In-silico.com (Dr. Joseba Bikandi & co-workers, Faculty of Pharmacy, in the University of the Basque Country) - allows in silico experiments including theoretical PCR amplification, AFLP-PCR , restriction analysis and pulsed field gel electrophoresis [PFGE] with bacterial & archael genomes found in the public database.
Specialized annotation - general
ResFinder 2.0 (Acquired antimicrobial resistance gene finder) - uses BLAST for identification of acquired antimicrobial resistance genes in whole-genome data. As input, the method can use both pre-assembled, complete or partial genomes, and short sequence reads from four different sequencing platforms. Tested with 1411 different resistance genes with 100% identity. (Reference: Zankari E et al. 2012. J Antimicrob Chemother. 67:2640-2644)
PlasmidFinder 1.1 - identifies plasmids in total or partial sequenced isolates of bacteria. The method uses BLAST for identification of replicons of plasmids belonging to the major incompatibility (Inc) groups of Enterobacteriaceae. As input, the method can use both pre-assembled, complete or partial genomes, and short sequence reads from four different sequencing platforms.
PathogenFinder (predicts pathogenic potential) – Based on complete genomes from 513 bacteria annotated as human non-pathogens and 372 bacteria annotated as human pathogens, a database of protein families, which are either mainly associated with non-pathogens or with pathogens have been created. This database is then used for predicting the pathogenic potential of bacteria. As input, the method can use both pre-assembled, complete or partial genomes, and short sequence reads from four different sequencing platforms. (Reference: Cosentino S et al. 2013. PLoS ONE 8: e77302)
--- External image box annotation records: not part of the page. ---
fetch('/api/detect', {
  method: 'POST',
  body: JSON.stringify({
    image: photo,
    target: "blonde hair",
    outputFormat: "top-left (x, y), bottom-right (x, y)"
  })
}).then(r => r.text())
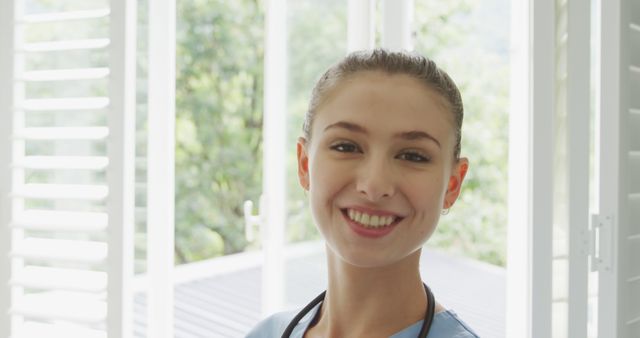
top-left (302, 49), bottom-right (464, 160)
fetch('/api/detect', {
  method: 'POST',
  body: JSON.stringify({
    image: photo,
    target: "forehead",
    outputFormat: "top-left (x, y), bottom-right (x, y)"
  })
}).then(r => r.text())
top-left (313, 71), bottom-right (454, 138)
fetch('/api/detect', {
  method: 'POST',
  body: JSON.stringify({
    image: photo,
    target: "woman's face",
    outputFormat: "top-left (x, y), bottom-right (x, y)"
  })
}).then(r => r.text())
top-left (298, 72), bottom-right (468, 267)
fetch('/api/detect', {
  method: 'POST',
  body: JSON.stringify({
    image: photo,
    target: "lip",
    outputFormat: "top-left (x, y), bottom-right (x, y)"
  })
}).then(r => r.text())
top-left (340, 208), bottom-right (402, 238)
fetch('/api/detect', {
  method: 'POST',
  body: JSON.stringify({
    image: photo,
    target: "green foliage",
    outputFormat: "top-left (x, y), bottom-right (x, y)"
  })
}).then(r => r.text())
top-left (176, 0), bottom-right (264, 263)
top-left (416, 0), bottom-right (509, 266)
top-left (176, 0), bottom-right (508, 265)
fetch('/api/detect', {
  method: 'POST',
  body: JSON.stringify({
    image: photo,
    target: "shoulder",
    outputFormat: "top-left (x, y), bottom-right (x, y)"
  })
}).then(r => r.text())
top-left (246, 311), bottom-right (295, 338)
top-left (429, 310), bottom-right (480, 338)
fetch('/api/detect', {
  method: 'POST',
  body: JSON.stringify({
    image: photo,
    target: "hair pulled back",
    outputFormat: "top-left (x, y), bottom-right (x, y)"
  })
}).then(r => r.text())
top-left (302, 49), bottom-right (464, 159)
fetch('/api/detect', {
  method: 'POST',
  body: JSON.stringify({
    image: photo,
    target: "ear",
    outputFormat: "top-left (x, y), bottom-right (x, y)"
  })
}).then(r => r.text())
top-left (297, 137), bottom-right (309, 190)
top-left (442, 157), bottom-right (469, 209)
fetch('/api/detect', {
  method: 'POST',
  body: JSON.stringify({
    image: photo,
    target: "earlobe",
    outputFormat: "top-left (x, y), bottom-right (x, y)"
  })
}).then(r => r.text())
top-left (443, 158), bottom-right (469, 209)
top-left (296, 137), bottom-right (309, 190)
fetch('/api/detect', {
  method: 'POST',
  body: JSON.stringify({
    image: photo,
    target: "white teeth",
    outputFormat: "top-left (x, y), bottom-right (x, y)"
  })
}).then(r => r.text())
top-left (370, 216), bottom-right (383, 227)
top-left (347, 209), bottom-right (395, 228)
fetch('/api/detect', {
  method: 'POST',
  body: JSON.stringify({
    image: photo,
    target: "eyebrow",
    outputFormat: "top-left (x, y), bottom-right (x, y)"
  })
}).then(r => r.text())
top-left (324, 121), bottom-right (442, 148)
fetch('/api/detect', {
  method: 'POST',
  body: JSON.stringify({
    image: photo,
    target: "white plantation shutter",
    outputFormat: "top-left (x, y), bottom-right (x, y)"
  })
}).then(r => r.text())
top-left (552, 0), bottom-right (591, 338)
top-left (597, 0), bottom-right (640, 338)
top-left (0, 0), bottom-right (135, 338)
SpeciesFinder 1.0 (Danish Technical University) - predicts the species of bacteria from pre-assembled, complete or partial genomes, and short sequence reads. The prediction is based on the 16S rRNA gene.
snpTree 1.1 (SNPs phylogenetic trees) – online and automatic SNPs analysis and construction of phylogenetic trees. As input, the method can use both pre-assembled, complete or partial genomes, and short sequence reads from three different sequencing platforms. (Reference: Leekitcharoenphon P et al. 2012. BMC Genomics 13 Suppl 7:S6)
KmerFinder 1.1 – predicts the species of bacteria from pre-assembled, complete or partial genomes, and short sequence reads. The prediction is based on the number of co-occurring k-mers (substrings of k nucleotides in DNA sequence data, in this case 16-mers) between the genomes of reference bacteria in a database and the genome provided by the user. (Reference: Hasman H et al. 2013. J Clin Microbiol. 52:139-146)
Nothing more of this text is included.